The photo that I landed on at the end of the sequence is one that I think best captures the sights and atmosphere of the market, with the colourful produce as a strong foreground and the people milling around in the background. Whilst the produce is clearly the focus, the background covers a cross-section of the types of people that frequent the market – stallholders, customers, commuters, cafe diners, even a cleaner. This may not mean much to most viewers, but to me it captures the atmosphere of the market really well.

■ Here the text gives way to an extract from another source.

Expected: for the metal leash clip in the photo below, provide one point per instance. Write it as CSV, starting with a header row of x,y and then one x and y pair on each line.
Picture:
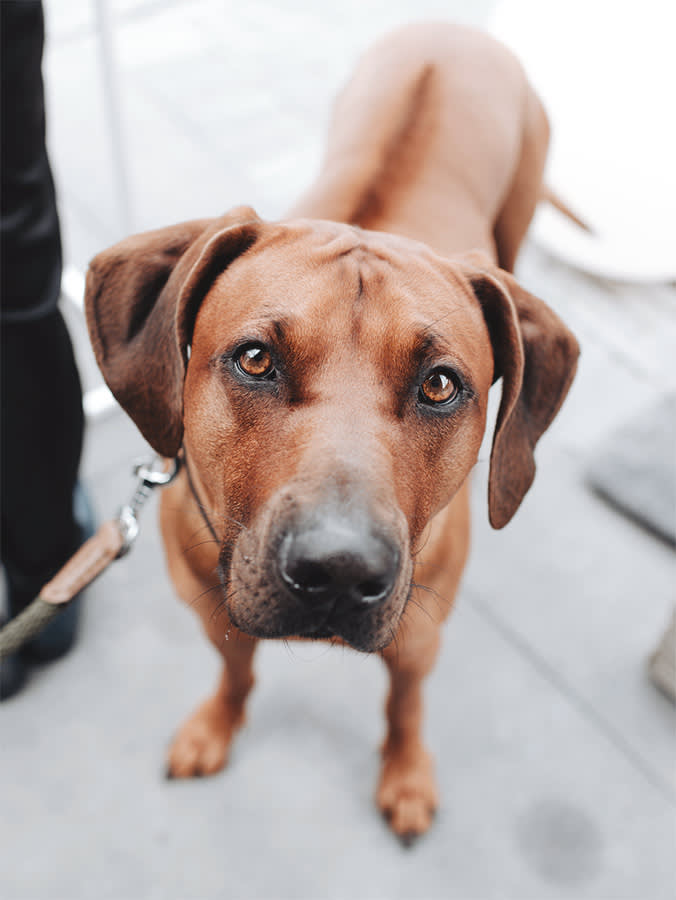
x,y
149,477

The market at Cours Saleya, May 2013

The market at Cours Saleya, May 2013

In the final photo I reduced the highlights in the top portion of the image, as they were blown to white in the original.

What I’ve learned:

If you’ll pardon the pun, this was real eye-opener. I thought I already took in my surroundings looking for potential photo opportunities, but literally holding the viewfinder to your eye (even if it feels unnatural at first) gives you a much stronger feeling for how the image will turn out. By fixing a frame around the image before you even decide to click the shutter you realise how much or how little of the subject you’re going to get in shot, and what the end result is going to look like.

I found it a little odd to capture all the ‘not quite right’ shots as some of these I’d have rejected at the time. It felt even odder to post the ‘outtakes’ here as I’m usually quite selective about what I publish! But I appreciate that part of the exercise is to capture what didn’t work in addition to what did.